Siding Options When You Want to go Green

You want to go green but with so many siding options – wood shingles, composite wood, vinyl, aluminum, cement fiber – there is such a wide range of siding materials to choose from it can be a little confusing. In order to be considered sustainable, green siding should meet four main criteria: is durable; can be recycled; contains and/or emits a minimal amount of toxins or chemicals; and is biodegradable when deposited in a landfill. Essentially, siding is made from wood, vinyl, aluminum and composite materials such as engineered wood and fiber cement, and in terms of being eco friendly, each one has its pluses and minuses.

Insulated Vinyl Siding – As a siding material, insulated vinyl siding is very cost-effective. While it resembles regular vinyl siding, it includes a layer of foam insulation that acts as an additional protective barrier between the wall of the house and the siding. Due to its thickness, insulated siding is easier to handle and install than regular vinyl siding. Because vinyl siding will last 30 plus years and requires a minimal amount of care, it does not have to be replaced or maintained as often as other kinds of siding. However, it is made from a highly toxic chemical compound (PVC) that is not biodegradable. But vinyl siding can be recycled. For many homeowners, insulated vinyl siding is not the best green choice even if it is the most cost-efficient.

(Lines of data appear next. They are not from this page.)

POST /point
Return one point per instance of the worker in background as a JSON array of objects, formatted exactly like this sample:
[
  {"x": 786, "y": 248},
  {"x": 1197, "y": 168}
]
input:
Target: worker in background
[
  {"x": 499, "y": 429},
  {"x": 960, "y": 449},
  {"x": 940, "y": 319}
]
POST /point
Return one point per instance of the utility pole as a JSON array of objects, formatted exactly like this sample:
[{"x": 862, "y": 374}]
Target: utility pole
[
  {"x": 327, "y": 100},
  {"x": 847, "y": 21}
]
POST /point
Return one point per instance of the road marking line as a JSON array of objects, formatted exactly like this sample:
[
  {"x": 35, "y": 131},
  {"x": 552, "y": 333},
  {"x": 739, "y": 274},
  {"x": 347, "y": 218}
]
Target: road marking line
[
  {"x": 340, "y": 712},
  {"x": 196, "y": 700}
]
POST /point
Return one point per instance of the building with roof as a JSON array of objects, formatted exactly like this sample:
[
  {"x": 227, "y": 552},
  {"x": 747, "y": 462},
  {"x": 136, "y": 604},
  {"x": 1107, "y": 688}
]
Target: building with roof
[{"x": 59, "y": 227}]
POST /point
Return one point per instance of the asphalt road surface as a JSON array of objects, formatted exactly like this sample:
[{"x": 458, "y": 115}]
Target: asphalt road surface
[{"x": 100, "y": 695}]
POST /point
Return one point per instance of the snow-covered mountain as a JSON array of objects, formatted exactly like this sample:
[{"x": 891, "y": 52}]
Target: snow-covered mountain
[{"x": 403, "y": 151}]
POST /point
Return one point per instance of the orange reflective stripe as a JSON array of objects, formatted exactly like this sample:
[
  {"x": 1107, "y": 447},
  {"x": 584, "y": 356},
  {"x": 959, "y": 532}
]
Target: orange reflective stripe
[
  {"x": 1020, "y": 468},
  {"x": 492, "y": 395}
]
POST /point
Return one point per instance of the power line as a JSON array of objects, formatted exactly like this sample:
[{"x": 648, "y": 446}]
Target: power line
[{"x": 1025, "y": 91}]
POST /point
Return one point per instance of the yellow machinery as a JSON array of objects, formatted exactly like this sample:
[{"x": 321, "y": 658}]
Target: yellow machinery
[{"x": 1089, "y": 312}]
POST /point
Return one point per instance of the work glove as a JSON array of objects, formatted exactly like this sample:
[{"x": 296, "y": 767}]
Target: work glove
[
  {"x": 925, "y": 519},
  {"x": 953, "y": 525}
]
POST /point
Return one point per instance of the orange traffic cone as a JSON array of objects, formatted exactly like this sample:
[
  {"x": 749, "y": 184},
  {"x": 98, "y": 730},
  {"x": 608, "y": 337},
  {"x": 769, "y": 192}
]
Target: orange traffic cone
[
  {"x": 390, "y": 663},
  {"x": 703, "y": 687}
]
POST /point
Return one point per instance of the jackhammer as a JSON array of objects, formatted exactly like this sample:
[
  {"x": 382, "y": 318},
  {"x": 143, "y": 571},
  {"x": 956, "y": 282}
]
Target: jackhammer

Fiber Cement Siding – Made from natural materials like sand, cement and clay, then combined with wood fibers (a recycled material), fiber cement doesn’t rot and is fire-resistant. It is low maintenance and is extremely strong and very durable. Because it requires the use of kilns in its production, a lot of energy is consumed in the process, adding to its carbon footprint. Regarding sustainability, fiber cement uses recycled materials and is a very stable siding material, which means fewer cracks and the need for repairs using sealants, etc.

Wood Siding – In certain urban and rustic settings, nothing matches the beauty of real wood siding. Because it is made from a natural resource, the grain pattern of each piece of siding is unique. In terms of sustainability, trees are a renewable resource and the wood can be recycled and is biodegradable when added to landfills. But when purchasing wood siding, to ensure it is a truly sustainable product, make sure that is has been certified by the FSC (Forest Stewardship Council) and/or the SFI (Sustainable Forest Initiative). Wood siding tends to be high maintenance, requiring frequent painting and staining. Treated wood siding that is less susceptible to the elements is also less sustainable.

Composite Wood Siding – While a much cheaper option than real wood siding, composite wood siding (also known as engineered wood siding) is not as durable, its typical lifespan being anywhere from 15 to 20 years. As far as sustainability goes, its value is negligible largely due to how it’s manufactured. While composite wood is created from recycled wood products, the manufacturing process uses resins and heat to bind the recycled elements together before being pressed to sheets. Composite wood siding typically includes an applied finish that can resemble real wood grain and reduces maintenance. It is biodegradable in landfills.